I approach buying my daughter’s school uniform with same attitude as when I buy jeans -fraught, red hot and ready for a fight.
I never can find the right kind of denim to cover my ample posterior without leaving a huge gaping hole at my back and more often than not come home peeved and in need of a big bar of chocolate.
My daughter hasn’t inherited my hourglass figure. She’s like her dad - all sinewy and lithe (I admit, I’m a bit jealous). So I didn’t ever expect to have trouble buying her clothes. Surely she could slink into anything?
But the further she’s gone through the schooling system, the harder it’s gotten. And I’m not alone. I’ve heard from dozens of parents who simply cannot get their kids into their school’s uniform of choice.
“My son can’t get his trousers up past his thighs because he’s a funny shape,” said one mum.
“My daughter was forced to change out of her nicely fitting slim trousers into a baggy pair from lost property – they fell down,” another cried in anger.
I get the idea of uniforms – which were incidentally first recorded in the 16th century. They’re to create a sense of solidarity between pupils. To crash down class barriers. To set a bar for smartness that reflects the school.
But I’m flipping glad I don’t have to wear one any more. We just have to be presentable and smart for work – although I do clearly remember once receiving a round-all years ago reminding us that “tops and blouses must comfortably meet your trousers”. I’m not sure who was parading around the office in a crop top!
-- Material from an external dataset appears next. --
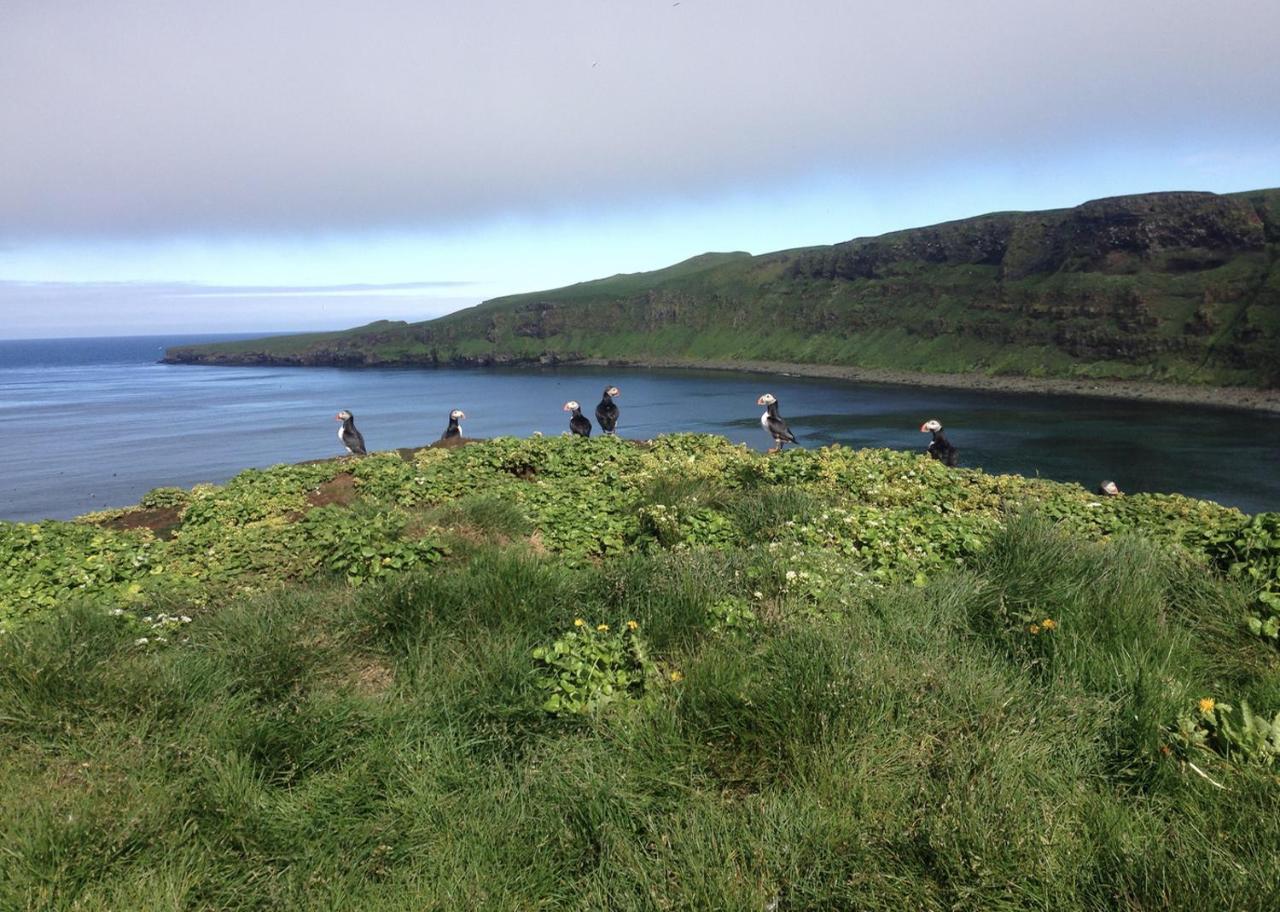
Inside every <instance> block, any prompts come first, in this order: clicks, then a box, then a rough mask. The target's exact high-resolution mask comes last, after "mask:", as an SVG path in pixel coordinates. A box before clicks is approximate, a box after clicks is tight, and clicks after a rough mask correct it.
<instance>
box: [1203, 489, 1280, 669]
mask: <svg viewBox="0 0 1280 912" xmlns="http://www.w3.org/2000/svg"><path fill="white" fill-rule="evenodd" d="M1210 553H1211V555H1212V557H1213V558H1215V560H1216V561H1217V564H1219V566H1221V567H1222V569H1224V570H1225V571H1226V573H1228V574H1229V575H1231V576H1238V578H1240V579H1247V580H1248V582H1249V584H1251V585H1253V587H1254V588H1256V590H1257V598H1258V601H1257V606H1256V611H1254V612H1253V614H1251V615H1249V616H1248V617H1247V619H1245V623H1247V624H1248V626H1249V630H1251V631H1253V634H1254V635H1258V637H1262V638H1265V639H1268V640H1271V642H1272V643H1276V644H1280V512H1262V514H1257V515H1256V516H1253V517H1252V519H1251V520H1249V521H1248V523H1245V524H1244V525H1243V526H1240V528H1238V529H1235V530H1234V532H1233V534H1230V535H1219V537H1217V538H1216V539H1215V541H1213V542H1212V543H1211V546H1210Z"/></svg>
It certainly wasn’t me.
I’ve been equally tickled by various school uniform policies from across East Anglia. ‘No Mohawk hair-dos’.
‘Only one signet ring allowed’.
‘Each child must wear a watch with their name on’.
And my favourite – ‘ trousers must meet the shoe so no ankle shows’. Apparently boys will be titillated and distracted by such a display. Really? Because that’s exactly what teenagers are looking at these days – ankles! Aren’t we a century behind with that one?
My daughter’s uniform policy is for a school branded top and fleece and smart, black, full length trousers - not slim fit.
And here lies the problem that I and other parents face. Children are not one-size-fits-all. Especially pubescent girls. Almost every pair of trousers or skirt my 12-year-old tried on were ridiculously loose. She has no hips, bless her – but she’s not that short. Going down a size made the waist marginally smaller but lifted the trouser leg up above ankle height in a way that looked farcical.
And there was no way to tailor any of them, such was the chasm of space left around her middle when trying them on.
We went to local school shops, M&S, H&M, all the big supermarkets, Debenhams. On holiday in North Devon over the summer a whole afternoon was wasted trawling the streets of Barnstaple with a stroppy tearful pre-teen, worried she’d have nothing to wear when school time came around again.
Our last resort was Primark where we found the size 4 ladies’ trousers in the petite range an almost perfect fit.
“But mum, I can’t wear them,” she cried. “They’re too slim!”
Personally I’d say they were a pipe leg trouser and nothing at all like a legging, or butt-hugging pair so frowned upon by schools.
Quite frankly, by this point I didn’t care. “They’re fine darling,” I promised.
After all, if she turns up back at school with freshly washed hair, a new bag, shiny new pencils, polished new shoes, dressed smartly and with a keen attitude to learning – shouldn’t that be what counts?
Should it really matter that her trousers are pipe legged instead of flared at the bottom?
Does comfort matter at all?
The jury’s out, but if she (like many children) gets in trouble this September for her uniform, I’d like to see what the school suggests she wears. Or maybe they can provide her with a giant bull clip and suspenders to hold up the school recommended bottoms?
Leading the way
When it comes to inclusion and foresight in uniforms, the Brownies lead the way. They do special order uniforms at the same price to fit different shapes and sizes, and cater for special needs such as sensory processing. Come on school suppliers – we need more of the same.